He informed us that he had backed the Surrey Eleven last year, owing to the report of a gentleman-bowler, who had done things in the way of tumbling wickets to tickle the ears of cricketers. Gentlemen-batters were common: gentlemen-bowlers were quite another dish. Saddlebank was the gentleman's name.

'Old Nandrew Saddle?' Temple called to me, and we smiled at the supposition of Saddlebank's fame, neither of us, from what we had known of his bowling, doubting that he deserved it.

'Acquainted with him, gentlemen?' the driver inquired, touching his hat.

'Well, and I ask why don't more gentlemen take to cricket? 'stead of horses all round the year! Now, there's my notion of happiness,'

said the man condemned to inactivity, in the perpetual act of motion; 'cricket in cricket season! It comprises--count: lots o' running; and that's good: just enough o' taking it easy; that's good: a appet.i.te for your dinner, and your ale or your Port, as may be the case; good, number three. Add on a tired pipe after dark, and a sound sleep to follow, and you say good morning to the doctor and the parson; for you're in health body and soul, and ne'er a parson 'll make a better Christian of ye, that I'll swear.'

As if anxious not to pervert us, he concluded: 'That's what I think, gentlemen.'

Temple and I talked of the ancient raptures of a first of May cricketing-day on a sunny green meadow, with an ocean of a day before us, and well-braced spirits for the match.
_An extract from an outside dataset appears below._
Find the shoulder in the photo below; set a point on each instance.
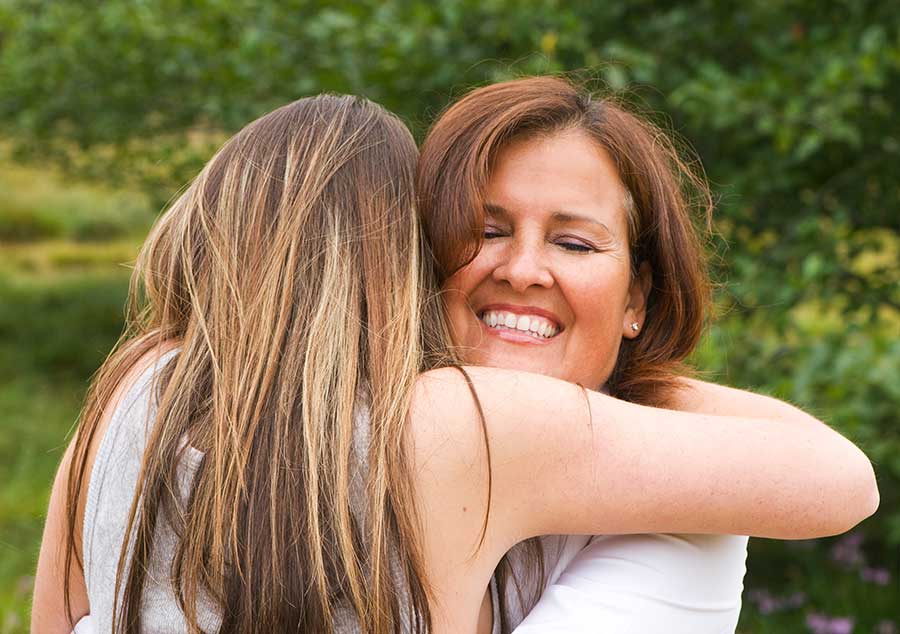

I had the vision of a matronly, but not much altered Janet, mounted on horseback, to witness the performance of some favourite Eleven of youngsters with her connoisseur's eye; and then the model of an English lady, wife, and mother, waving adieu to the field and cantering home to entertain her husband's guests. Her husband!

Temple was aware of my grief, but saw no remedy. I knew that in his heart he thought me justly punished, though he loved me.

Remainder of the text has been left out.